This was hugely refreshing to read. I love Jane Carlyle & Dorothea Osbourne & other brilliant letter-writers, and I hate when every secondary source I can find on them kind of hagiographically & mournfully harps on how much they would have done if it wasn’t for the patriarchy. My contrarian streak comes out; I can’t help thinking “But surely it’s possible that they wouldn’t have written anything else anyway, surely it’s imaginable that even absent patriarchy they would have, like many talented men, just not written anything out of laziness or lack of discipline or sheer lack of interest,” & then I compare the leisure of a 19th century English lady or a Zelda Fitzgerald, to the more contracted schedule of the working woman of today. I really hate that the ubiquity of the “she coulda been” thing combines with my own disagreeableness to put me in this mood of disparaging their letters & diaries (which are better work than anything I’ve done) & envying their position.
But the question of what these women would have accomplished literarily in a less restrictive environment (my bet is on “more than they had the chance to in this world, less than their most starry-eyed biographers dream—especially Zelda, please be serious”) is not what interests me most here. What interests me most is, like, what that question does for people, how it functions for people, what it does to someone when their imagination of history has too high a ratio of “what this figure could have done, if only” to “what this figure actually did.”
You may not be surprised: I suspect it’s unhealthy. If it makes people grateful for their luck & willing to work hard to honor the fact that they have opportunities that other people have lacked, that’s good. But I think there’s a certain kind of dangerous satisfaction in imagiing the frustration of being unable to prove oneself, of imagining never having to prove oneself, which can put people in a bad habit of looking for reasons .
I wanted to make a mean tweet earlier, something about how Zelda Fitzgerald biographies sell better than George Eliot biographies because people would rather imagine being a potential novelist frustrated by circumstances than being an actual novelist working hard & making deadlines. But I worried that the male pseudonym would confuse my point.

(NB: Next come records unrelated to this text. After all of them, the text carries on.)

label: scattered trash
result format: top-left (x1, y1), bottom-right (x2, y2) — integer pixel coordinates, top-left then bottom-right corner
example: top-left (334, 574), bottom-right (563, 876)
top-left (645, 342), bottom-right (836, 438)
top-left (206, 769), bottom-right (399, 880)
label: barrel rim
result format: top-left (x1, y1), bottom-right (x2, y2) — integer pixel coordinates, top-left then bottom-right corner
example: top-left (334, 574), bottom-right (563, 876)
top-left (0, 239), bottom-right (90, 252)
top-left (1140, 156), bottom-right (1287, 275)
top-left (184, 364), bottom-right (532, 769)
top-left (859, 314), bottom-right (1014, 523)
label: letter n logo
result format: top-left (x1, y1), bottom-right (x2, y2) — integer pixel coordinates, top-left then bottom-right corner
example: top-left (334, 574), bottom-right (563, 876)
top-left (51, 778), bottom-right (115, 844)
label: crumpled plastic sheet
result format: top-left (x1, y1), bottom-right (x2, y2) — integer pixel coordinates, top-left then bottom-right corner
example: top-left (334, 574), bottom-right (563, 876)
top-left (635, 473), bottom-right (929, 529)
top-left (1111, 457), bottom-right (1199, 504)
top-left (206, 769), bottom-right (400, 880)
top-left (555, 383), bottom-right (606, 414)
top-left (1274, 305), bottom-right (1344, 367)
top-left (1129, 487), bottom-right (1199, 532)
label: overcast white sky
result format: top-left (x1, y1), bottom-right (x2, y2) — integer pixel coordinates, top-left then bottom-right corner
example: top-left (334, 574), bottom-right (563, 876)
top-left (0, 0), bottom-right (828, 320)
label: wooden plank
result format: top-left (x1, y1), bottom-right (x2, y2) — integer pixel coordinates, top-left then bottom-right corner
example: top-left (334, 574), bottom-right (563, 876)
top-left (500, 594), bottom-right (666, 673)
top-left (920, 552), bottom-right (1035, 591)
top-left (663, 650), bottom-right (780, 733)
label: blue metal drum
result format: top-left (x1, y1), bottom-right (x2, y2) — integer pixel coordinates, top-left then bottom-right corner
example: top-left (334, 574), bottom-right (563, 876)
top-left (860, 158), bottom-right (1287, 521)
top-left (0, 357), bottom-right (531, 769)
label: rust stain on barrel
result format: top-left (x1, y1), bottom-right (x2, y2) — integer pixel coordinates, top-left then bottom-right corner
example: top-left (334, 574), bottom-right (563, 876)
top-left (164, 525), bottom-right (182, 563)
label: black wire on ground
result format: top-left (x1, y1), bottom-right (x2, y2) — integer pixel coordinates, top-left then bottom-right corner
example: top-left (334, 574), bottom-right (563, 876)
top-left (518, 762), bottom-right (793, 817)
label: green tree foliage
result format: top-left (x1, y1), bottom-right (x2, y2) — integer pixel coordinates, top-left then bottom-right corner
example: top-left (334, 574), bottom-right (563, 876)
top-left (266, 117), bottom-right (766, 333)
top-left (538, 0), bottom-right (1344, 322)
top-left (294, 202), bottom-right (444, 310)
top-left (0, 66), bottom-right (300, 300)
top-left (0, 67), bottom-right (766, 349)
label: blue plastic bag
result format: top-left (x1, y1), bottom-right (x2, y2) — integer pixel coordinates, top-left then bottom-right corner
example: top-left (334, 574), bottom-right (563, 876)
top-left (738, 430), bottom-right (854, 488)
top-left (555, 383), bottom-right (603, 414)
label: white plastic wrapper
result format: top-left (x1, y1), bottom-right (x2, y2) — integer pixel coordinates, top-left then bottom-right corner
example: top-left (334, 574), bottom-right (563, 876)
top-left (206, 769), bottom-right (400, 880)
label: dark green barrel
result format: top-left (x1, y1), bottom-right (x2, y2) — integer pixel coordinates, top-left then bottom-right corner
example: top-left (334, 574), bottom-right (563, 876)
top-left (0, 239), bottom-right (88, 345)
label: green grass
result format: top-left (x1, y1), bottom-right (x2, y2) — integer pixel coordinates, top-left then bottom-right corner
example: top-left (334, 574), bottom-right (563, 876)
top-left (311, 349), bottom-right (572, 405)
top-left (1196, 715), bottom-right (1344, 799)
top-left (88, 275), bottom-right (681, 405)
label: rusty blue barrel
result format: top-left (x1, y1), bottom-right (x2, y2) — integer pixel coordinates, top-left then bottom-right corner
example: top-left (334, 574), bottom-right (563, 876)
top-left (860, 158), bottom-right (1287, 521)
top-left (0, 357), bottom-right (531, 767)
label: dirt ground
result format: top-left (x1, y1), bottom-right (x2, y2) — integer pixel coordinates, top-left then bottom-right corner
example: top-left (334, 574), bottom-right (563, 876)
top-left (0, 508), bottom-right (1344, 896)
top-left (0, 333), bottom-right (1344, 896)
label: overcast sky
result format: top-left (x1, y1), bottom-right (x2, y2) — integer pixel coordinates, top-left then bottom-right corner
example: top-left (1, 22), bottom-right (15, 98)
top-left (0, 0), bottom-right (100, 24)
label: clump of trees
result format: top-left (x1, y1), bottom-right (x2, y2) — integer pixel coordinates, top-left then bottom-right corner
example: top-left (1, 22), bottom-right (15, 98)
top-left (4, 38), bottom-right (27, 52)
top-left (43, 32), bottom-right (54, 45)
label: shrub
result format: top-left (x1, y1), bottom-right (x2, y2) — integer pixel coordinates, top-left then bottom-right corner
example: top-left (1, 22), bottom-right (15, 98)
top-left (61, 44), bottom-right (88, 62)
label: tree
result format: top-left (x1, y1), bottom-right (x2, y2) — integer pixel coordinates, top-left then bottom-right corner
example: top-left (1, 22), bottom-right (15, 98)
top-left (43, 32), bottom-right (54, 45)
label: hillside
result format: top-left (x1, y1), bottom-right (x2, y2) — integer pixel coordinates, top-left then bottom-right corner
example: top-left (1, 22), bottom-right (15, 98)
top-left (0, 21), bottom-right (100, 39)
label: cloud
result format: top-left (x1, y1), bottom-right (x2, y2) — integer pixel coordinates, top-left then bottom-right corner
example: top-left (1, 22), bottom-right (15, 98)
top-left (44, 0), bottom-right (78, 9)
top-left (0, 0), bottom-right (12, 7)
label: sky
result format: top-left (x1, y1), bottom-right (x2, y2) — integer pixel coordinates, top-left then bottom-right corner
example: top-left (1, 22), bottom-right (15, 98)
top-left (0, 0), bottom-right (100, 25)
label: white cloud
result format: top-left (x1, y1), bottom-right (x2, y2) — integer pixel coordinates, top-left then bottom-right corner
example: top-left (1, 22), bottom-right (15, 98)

The word “male” reminds me. This post has mostly been about women writers, or women could-have-been-writers, partly because I am just particularly interested in women writing, and partially because people have been pulling this move about women for a very long time. But lately I have been noticing men doing it more, about men. Talking a lot for instance about how the publishing industry is not male friendly. On the one hand, this is like, probably true; on the other hand, what publishing industry? Rejoice, you’re being excluded from a dying business.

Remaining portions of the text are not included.